Información

Información

Contenido exclusivo para suscriptores digitales

A perro flaco...

A perro flaco...

¿Quién puede permanecer todavía impasible ante el tsunami de corrupción política que entró hace ya mucho tiempo arrasando las costas de Cataluña e Islas Baleares, inundó la Comunidad Valenciana, Murcia y Andalucía y se instaló en el interior, especialmente, en la Comunidad de Madrid, sin que ni un solo rincón de este país se esté librando de los graves daños causados por su general extensión e intensidad?
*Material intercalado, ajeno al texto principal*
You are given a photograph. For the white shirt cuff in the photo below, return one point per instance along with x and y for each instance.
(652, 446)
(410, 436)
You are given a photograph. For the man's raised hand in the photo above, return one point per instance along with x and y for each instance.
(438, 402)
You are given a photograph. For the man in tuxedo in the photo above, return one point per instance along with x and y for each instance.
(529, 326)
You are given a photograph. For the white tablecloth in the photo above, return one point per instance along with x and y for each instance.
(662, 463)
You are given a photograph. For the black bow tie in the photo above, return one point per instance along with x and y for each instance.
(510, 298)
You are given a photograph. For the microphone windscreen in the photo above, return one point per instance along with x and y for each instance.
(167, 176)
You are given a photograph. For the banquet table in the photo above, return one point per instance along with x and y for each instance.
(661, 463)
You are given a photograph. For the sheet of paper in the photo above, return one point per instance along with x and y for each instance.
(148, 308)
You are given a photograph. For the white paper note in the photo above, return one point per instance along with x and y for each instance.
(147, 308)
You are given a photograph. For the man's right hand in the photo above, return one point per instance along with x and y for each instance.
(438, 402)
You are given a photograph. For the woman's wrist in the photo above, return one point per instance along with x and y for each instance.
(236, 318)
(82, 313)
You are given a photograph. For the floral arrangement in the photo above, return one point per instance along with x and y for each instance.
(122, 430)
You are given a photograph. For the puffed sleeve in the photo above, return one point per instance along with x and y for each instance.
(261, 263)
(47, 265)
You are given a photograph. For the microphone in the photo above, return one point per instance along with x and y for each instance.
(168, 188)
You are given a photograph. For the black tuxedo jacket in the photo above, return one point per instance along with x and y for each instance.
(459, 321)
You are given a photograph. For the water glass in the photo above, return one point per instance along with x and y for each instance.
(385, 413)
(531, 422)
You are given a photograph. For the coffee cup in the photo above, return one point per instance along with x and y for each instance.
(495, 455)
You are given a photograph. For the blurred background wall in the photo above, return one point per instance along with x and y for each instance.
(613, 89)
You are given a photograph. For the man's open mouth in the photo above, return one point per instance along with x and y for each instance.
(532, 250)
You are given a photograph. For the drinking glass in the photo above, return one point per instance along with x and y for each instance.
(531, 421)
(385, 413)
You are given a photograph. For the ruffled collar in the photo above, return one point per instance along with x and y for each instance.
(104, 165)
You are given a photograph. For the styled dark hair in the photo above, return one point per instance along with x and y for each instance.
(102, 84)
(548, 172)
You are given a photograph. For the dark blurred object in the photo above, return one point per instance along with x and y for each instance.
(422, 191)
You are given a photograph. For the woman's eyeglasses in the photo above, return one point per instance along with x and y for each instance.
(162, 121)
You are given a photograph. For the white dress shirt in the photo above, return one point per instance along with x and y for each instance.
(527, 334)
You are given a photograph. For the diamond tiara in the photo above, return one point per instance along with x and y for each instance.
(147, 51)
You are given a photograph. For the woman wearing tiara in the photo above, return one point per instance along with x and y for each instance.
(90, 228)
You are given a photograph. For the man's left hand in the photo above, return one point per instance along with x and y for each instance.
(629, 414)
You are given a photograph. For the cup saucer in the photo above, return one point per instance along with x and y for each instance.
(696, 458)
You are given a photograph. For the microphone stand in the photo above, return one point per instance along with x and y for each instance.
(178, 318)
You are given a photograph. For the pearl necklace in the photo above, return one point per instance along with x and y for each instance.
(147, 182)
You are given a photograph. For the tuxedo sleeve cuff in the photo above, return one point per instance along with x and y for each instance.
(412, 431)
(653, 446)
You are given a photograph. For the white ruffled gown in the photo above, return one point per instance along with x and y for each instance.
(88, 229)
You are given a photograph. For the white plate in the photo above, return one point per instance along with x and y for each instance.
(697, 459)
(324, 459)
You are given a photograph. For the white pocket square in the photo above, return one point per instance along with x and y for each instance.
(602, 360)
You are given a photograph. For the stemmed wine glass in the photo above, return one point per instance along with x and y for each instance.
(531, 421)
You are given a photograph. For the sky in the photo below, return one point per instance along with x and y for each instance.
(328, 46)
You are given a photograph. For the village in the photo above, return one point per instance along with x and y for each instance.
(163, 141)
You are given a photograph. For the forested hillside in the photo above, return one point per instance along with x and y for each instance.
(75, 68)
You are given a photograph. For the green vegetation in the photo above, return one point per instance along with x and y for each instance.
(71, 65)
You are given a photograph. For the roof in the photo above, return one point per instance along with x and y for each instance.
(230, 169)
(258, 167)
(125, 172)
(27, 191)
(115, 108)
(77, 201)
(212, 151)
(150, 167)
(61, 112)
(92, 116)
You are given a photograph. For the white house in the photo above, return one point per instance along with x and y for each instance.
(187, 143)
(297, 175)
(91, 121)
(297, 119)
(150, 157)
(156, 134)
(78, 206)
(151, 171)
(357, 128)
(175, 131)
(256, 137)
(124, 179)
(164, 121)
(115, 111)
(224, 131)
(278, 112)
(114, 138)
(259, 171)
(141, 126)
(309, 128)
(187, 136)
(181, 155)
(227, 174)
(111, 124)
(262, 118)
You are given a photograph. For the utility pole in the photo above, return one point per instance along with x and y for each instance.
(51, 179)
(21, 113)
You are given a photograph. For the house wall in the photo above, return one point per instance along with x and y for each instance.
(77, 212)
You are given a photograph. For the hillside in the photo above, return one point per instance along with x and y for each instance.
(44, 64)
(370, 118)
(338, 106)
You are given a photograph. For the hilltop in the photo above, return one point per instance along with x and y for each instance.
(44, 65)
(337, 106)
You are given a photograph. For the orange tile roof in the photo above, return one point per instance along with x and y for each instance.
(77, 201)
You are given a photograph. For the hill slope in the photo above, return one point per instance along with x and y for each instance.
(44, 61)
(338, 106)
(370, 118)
Quién desconoce aún que cada día se destapan nuevos estragos, causados por cientos de indeseables políticos en perjuicio de los millones de ciudadanos que les confían el dinero de sus impuestos para administrarlos, auxiliar a los más necesitados, mejorar la sanidad, educación, calles, carreteras, demás servicios e inversiones públicas, y no para que destinen gran parte de ello a enriquecerse y a fines ilícitos, como si el dinero público fuera suyo.

¿Acaso no saben que a nadie le gustan los impuestos, que la ciudadanía se ve obligada a soportarlos como un mal necesario?, ¿se desconoce que las obligaciones fiscales exigen trabajar la mitad del año para Hacienda, cumpliendo ese papel al que se refería Ronald Reagan, cuando dijo que «el contribuyente es el único que trabaja para la Administración sin tener que aprobar unas oposiciones» y que, aunque lo hace a la fuerza y a regañadientes, porque lo exigen las leyes, su único consuelo es que se destine al bien común?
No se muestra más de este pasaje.